Children Of A Lesser God: Ultimately Romantic review
One of the best love stories ever made, the film that won Marlee Matlin an Academy Award for Best Actress at the age of 21, is Children Of A Lesser God; Ankur Agarwal brings to you the not-often remembered film, a film more in sign language than the language of spoken.
She dives in the water not with abandon, but wrapping a world of silence about her, a world of silence given to her, and a world of silence chosen by her. And when she dives, you plunge too along with her in that world of silence, that obstinate world of silence and past hurts, that world where you have to ask her permission to enter into.
Children Of A Lesser God has always been the best love story ever made for me. More than about a deaf person and her teacher, it's about love, the courage that you have to gather and that you do gather when you're in love with somebody.

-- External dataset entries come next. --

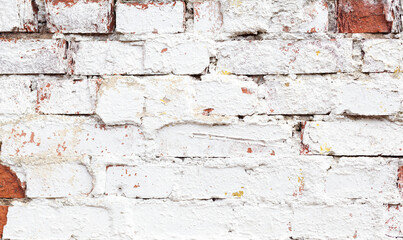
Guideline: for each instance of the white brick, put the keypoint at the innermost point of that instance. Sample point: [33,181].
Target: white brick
[79,16]
[153,17]
[376,94]
[300,95]
[181,221]
[337,222]
[56,138]
[187,57]
[57,180]
[238,140]
[108,57]
[363,178]
[168,100]
[383,55]
[208,183]
[16,95]
[161,100]
[18,16]
[281,57]
[393,218]
[225,95]
[140,182]
[32,56]
[66,96]
[38,221]
[274,16]
[121,100]
[207,16]
[287,179]
[361,137]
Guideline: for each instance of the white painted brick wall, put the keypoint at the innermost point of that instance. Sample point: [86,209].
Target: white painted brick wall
[201,119]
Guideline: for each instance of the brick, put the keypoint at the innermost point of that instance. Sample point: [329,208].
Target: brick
[17,96]
[169,99]
[225,95]
[208,183]
[140,182]
[383,55]
[10,185]
[341,222]
[240,140]
[58,180]
[161,100]
[79,16]
[37,221]
[365,138]
[66,96]
[366,95]
[121,100]
[207,16]
[3,218]
[363,178]
[373,95]
[18,16]
[59,137]
[174,220]
[393,218]
[362,16]
[110,57]
[255,16]
[177,57]
[32,56]
[282,57]
[320,100]
[152,17]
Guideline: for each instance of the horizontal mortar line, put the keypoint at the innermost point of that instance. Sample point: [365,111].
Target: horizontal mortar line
[203,135]
[355,156]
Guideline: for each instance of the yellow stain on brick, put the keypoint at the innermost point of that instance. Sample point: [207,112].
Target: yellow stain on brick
[325,148]
[236,3]
[223,72]
[238,194]
[165,100]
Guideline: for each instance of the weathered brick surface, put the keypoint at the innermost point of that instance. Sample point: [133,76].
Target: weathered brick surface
[18,16]
[36,221]
[66,96]
[201,119]
[282,57]
[274,16]
[364,16]
[57,180]
[79,16]
[17,96]
[153,17]
[365,137]
[10,185]
[32,56]
[383,55]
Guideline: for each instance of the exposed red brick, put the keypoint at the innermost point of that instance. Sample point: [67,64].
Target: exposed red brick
[400,178]
[3,218]
[362,16]
[10,185]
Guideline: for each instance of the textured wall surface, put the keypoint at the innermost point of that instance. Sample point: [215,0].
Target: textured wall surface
[197,119]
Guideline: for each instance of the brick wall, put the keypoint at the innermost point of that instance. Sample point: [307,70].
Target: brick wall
[225,119]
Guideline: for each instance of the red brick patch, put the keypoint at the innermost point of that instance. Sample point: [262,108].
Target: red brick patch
[3,218]
[362,16]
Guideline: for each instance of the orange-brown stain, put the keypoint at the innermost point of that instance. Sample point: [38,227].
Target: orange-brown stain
[10,185]
[362,16]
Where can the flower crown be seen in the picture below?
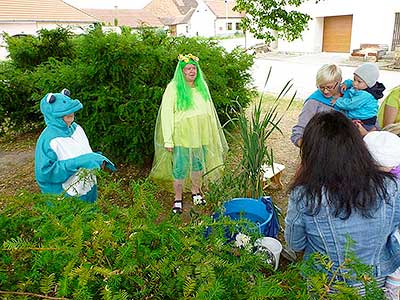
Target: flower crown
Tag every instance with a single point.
(187, 57)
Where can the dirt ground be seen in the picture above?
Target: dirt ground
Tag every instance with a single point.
(17, 160)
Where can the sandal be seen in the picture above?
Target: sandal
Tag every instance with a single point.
(177, 208)
(198, 199)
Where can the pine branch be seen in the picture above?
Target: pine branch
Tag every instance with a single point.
(33, 295)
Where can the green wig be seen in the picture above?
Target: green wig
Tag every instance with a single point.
(184, 91)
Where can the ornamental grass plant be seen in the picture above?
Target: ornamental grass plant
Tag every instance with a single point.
(254, 131)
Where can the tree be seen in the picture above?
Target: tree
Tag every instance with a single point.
(272, 19)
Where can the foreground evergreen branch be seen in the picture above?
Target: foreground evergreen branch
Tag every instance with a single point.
(32, 295)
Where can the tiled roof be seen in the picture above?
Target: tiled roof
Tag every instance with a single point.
(42, 10)
(170, 8)
(219, 9)
(178, 20)
(128, 17)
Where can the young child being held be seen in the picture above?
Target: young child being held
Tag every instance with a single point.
(360, 96)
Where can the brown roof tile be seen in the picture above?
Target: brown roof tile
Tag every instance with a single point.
(219, 9)
(170, 8)
(128, 17)
(42, 10)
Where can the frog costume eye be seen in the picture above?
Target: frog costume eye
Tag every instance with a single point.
(50, 98)
(66, 92)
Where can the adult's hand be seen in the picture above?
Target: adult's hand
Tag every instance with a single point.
(361, 128)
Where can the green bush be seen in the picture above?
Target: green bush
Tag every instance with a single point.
(29, 52)
(126, 247)
(120, 80)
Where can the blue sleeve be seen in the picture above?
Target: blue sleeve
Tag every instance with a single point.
(295, 233)
(354, 100)
(348, 83)
(49, 169)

It's surprising so few people know about the film or talk about it, it's more surprising that it is not regarded as the greatest love story ever made. Marlee Matlin stars as the vehement, wilful, obstinate, extremely intelligent, and very beautiful deaf girl - and William Hurt the teacher who loves Bach, who is unconventional, who yet wants to "change the world" but knows and is reminded that their job is to help a few kids out here, not to change the world, a man who is, simply put, "compassionate." The film's whole point is love. Hurt cannot now listen to Bach, how does he explain it to Marlee? A life of such an intelligent woman, yet marred by a complex of the world laughing at her, of her being something less than the "speaking" world, of the insecurity that no one can feel hurt "from" her - and hence who decides to keep a glass barrier, to not to be hurt at any cost.

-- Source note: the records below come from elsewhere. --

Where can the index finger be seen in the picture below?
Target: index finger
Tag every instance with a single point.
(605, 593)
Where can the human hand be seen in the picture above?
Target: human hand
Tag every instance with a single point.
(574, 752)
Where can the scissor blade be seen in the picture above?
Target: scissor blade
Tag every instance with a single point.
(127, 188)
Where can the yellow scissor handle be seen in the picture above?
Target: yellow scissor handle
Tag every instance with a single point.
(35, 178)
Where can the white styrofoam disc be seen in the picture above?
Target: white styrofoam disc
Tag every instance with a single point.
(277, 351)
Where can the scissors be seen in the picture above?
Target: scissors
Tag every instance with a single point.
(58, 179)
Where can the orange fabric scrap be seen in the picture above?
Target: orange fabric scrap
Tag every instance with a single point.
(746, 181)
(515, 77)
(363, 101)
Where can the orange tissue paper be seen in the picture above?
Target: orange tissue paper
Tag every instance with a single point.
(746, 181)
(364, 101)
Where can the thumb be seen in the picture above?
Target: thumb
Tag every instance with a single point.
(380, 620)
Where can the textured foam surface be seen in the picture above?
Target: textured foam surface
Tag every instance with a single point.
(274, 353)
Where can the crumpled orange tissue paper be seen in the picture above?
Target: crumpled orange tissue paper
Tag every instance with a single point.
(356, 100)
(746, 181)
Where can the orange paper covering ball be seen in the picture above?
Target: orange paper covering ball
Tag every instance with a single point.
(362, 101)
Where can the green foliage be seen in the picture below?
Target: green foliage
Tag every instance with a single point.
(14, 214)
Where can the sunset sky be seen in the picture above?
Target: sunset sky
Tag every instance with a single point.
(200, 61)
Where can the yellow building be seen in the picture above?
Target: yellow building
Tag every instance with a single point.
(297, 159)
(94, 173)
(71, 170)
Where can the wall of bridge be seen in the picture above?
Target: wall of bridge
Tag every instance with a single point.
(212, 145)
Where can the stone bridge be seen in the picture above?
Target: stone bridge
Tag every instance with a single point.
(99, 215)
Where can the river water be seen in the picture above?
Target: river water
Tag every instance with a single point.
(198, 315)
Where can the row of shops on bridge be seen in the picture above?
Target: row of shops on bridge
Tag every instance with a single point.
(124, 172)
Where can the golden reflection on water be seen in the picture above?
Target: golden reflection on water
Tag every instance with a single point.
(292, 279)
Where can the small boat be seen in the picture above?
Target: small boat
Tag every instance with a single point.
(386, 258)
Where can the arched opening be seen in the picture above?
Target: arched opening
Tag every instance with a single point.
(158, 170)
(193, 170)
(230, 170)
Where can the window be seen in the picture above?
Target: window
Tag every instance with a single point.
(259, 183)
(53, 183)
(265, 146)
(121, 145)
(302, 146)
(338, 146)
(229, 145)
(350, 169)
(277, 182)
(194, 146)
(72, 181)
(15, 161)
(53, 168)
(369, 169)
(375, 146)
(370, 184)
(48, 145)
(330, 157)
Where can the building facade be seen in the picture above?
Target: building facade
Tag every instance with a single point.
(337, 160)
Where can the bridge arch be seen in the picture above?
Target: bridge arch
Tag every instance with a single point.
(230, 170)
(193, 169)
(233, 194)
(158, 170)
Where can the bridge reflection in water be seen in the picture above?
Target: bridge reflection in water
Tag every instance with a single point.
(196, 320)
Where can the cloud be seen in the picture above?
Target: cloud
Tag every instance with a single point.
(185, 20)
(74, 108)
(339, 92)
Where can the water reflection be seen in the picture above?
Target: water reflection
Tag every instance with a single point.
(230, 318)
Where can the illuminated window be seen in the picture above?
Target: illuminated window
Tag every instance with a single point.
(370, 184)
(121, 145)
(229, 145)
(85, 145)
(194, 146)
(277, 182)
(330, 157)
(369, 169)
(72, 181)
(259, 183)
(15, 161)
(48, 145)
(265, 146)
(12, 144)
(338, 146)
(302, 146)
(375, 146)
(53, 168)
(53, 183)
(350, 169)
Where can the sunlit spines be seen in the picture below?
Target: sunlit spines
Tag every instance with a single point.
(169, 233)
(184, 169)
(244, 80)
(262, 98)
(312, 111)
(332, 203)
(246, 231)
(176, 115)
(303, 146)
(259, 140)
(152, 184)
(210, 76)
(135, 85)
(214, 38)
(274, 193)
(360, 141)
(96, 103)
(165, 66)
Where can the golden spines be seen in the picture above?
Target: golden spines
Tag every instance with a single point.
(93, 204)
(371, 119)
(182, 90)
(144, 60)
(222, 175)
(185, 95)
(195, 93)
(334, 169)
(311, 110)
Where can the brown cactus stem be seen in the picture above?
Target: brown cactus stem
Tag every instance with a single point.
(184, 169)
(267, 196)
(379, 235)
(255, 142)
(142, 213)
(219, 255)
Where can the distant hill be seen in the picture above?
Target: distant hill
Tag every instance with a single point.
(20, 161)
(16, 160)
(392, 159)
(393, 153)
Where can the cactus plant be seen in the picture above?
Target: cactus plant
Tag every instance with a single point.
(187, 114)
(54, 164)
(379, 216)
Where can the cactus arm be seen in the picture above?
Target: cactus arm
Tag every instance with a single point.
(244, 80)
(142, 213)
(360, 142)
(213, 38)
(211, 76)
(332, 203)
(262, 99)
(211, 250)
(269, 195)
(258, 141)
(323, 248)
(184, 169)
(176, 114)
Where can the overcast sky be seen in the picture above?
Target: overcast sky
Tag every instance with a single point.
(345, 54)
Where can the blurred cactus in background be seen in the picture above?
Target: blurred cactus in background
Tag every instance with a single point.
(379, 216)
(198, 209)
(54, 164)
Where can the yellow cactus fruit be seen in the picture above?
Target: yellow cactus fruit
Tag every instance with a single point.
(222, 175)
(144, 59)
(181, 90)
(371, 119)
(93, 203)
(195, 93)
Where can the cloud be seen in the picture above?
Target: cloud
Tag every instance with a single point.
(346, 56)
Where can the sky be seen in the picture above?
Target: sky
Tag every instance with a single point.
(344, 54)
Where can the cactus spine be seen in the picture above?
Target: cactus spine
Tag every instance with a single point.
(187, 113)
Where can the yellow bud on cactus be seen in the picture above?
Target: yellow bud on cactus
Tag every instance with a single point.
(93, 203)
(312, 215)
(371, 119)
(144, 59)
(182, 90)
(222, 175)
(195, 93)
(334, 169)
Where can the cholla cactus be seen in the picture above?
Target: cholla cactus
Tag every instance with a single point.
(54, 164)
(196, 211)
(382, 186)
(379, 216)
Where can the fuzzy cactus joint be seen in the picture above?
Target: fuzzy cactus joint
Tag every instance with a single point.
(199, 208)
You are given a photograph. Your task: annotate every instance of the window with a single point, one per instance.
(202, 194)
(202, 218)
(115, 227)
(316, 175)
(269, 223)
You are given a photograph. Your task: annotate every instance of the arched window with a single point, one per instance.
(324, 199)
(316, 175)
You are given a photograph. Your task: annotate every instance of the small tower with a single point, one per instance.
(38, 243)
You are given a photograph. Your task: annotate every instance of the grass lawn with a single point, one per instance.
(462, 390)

The film takes grip of you with the beginning itself. The window shutters clash on a stormy night, but oblivious to it all a girl, a young desirable girl, is sleeping comfortably. And then the beautiful morning, with the superb background score of the film, a man, a tall, handsome-ish man stepping out in his car to the new frontiers. The film takes hold of you immediately. Philip Bosco as the man running the college for the deaf and dumb does an excellent job, a man who was probably himself once upon a time like the new teacher but who now knows the compromises, the hardships, the sacrifices that one has to make in life. Bosco is in fact an interesting study, and precisely because he is so under-utilized in the film. When I say "under-utilized" I don't mean in the literal sense, for the director has used him to a perfect degree - I only mean by "under-utilized" that a director would have been tempted to use him so much more. Bosco keeps on warning Hurt at each and every step, yet he is as if ogling secretly, envying secretly, loving secretly that it is not in Hurt to be daunted but press on. Another interesting character is that of Piper Laurie, playing the mother of Marlee Matlin. Piper Laurie's greatest strength has always been her too natural, understated acting - any other actor would have brought a sore flourish in the film, marring the whole effect. But Laurie does it with so much self-effacement, playing the part of a guilty, atoning mother, who now wants to play a part in making her child's life good.

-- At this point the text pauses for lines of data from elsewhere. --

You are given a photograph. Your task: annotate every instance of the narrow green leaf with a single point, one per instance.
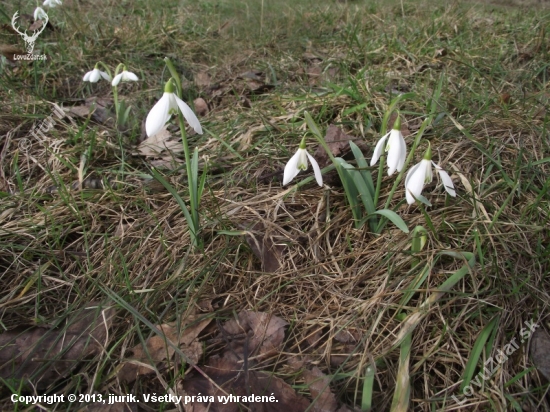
(363, 165)
(402, 393)
(181, 203)
(368, 383)
(352, 193)
(477, 350)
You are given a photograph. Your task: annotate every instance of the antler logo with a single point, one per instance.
(30, 40)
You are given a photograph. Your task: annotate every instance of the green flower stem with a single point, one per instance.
(192, 179)
(175, 76)
(419, 135)
(107, 70)
(379, 179)
(115, 92)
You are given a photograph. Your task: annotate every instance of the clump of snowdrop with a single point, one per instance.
(52, 3)
(40, 14)
(124, 76)
(94, 75)
(421, 174)
(395, 147)
(298, 162)
(169, 104)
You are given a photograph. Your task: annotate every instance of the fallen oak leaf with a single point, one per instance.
(267, 332)
(42, 355)
(157, 349)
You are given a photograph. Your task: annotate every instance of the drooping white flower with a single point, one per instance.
(396, 148)
(52, 3)
(165, 107)
(40, 14)
(94, 75)
(124, 76)
(421, 173)
(298, 162)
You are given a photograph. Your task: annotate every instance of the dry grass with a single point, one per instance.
(340, 288)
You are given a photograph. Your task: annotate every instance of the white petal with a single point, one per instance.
(403, 153)
(117, 79)
(189, 115)
(94, 77)
(316, 169)
(105, 76)
(414, 183)
(291, 168)
(129, 76)
(40, 14)
(379, 149)
(446, 180)
(396, 155)
(158, 116)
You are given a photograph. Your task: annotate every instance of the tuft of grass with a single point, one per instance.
(479, 71)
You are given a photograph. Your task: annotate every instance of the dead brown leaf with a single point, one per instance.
(267, 332)
(228, 374)
(154, 145)
(98, 107)
(540, 352)
(158, 349)
(337, 141)
(43, 355)
(319, 387)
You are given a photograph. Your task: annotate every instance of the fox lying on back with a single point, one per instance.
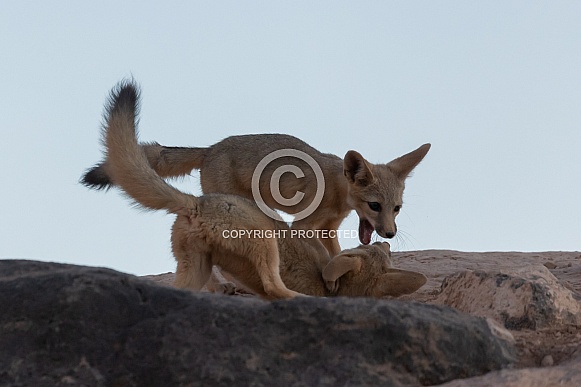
(374, 191)
(198, 240)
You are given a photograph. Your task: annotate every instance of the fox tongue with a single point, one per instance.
(365, 231)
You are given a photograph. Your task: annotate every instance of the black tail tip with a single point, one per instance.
(96, 178)
(124, 97)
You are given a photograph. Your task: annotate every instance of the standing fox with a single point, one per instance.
(374, 191)
(259, 263)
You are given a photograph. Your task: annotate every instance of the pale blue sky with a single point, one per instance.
(495, 87)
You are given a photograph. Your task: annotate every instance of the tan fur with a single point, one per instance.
(350, 184)
(198, 234)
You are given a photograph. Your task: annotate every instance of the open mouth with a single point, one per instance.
(365, 231)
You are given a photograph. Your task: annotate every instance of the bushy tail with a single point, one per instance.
(129, 167)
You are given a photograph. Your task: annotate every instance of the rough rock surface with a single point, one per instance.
(520, 297)
(72, 325)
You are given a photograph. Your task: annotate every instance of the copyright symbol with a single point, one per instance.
(275, 183)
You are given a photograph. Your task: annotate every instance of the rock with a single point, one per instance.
(563, 375)
(65, 324)
(547, 361)
(550, 265)
(527, 297)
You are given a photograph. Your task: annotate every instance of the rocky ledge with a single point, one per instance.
(73, 325)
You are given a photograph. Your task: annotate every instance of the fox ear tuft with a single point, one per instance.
(404, 165)
(356, 169)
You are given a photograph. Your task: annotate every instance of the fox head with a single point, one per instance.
(375, 191)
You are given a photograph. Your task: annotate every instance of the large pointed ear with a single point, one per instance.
(339, 266)
(356, 169)
(398, 282)
(402, 166)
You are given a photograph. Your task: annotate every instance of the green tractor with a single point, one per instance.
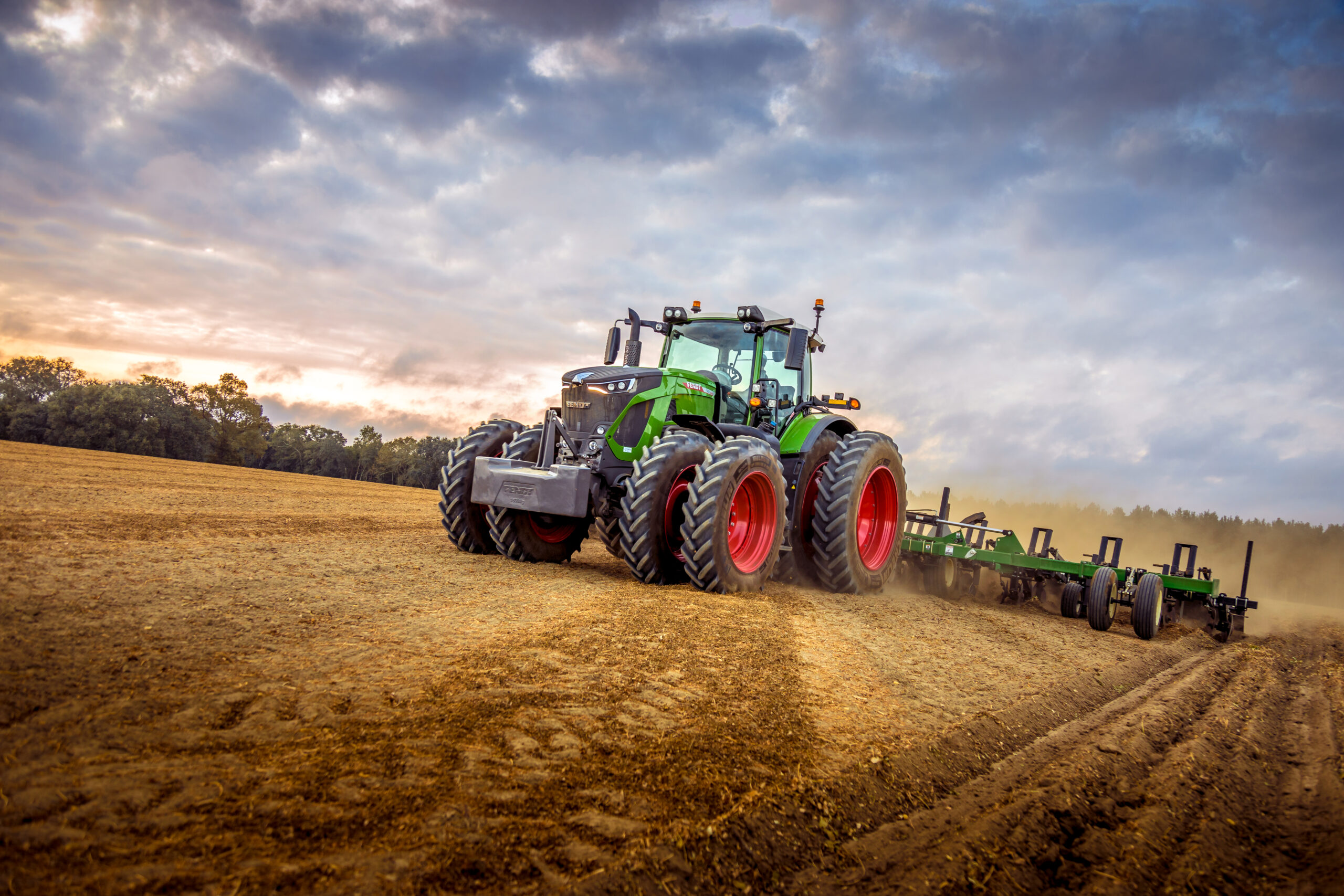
(717, 467)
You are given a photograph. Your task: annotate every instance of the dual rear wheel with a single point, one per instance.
(711, 513)
(717, 515)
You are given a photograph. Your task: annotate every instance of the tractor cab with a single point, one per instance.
(745, 354)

Without stifling the viewer, the film manages to come more from the heart of the dumb heroine rather than the hero (the old classic Johnny Belinda had also this difficult characteristic though in a less marked manner — in that Jane Wyman film the effect was achieved more through the camera rather than absence of sound, more through showing vast, flat, beautiful landscapes rather than through the raw vitality of two persons trying to communicate with each other). Most of the talking in the film is through sign language! And to aid the viewer, the hero of course speaks in undertones most of it, but still those sounds of dialogue do not obtrude since the story itself provides that the hero is slow to comprehend sign language while the student is very fast, very able in it. So he is simply talking to himself, interpreting to himself whatever Matlin is saying, and the viewer is the beneficiary. The attempt to keep most of the film in the soundless world of Matlin is excellent and it has surprisingly succeeded, another testament to the director's abilities.
Beautifully shot, the underwater photography in the film is a delight to watch. New England again makes itself feel, although the film was probably shot in New Brunswick; the film's grayish outdoor atmosphere too much reminded me of another great, Love Story. It's a film to lose yourself in, and to emerge from it refreshed, stronger, ready.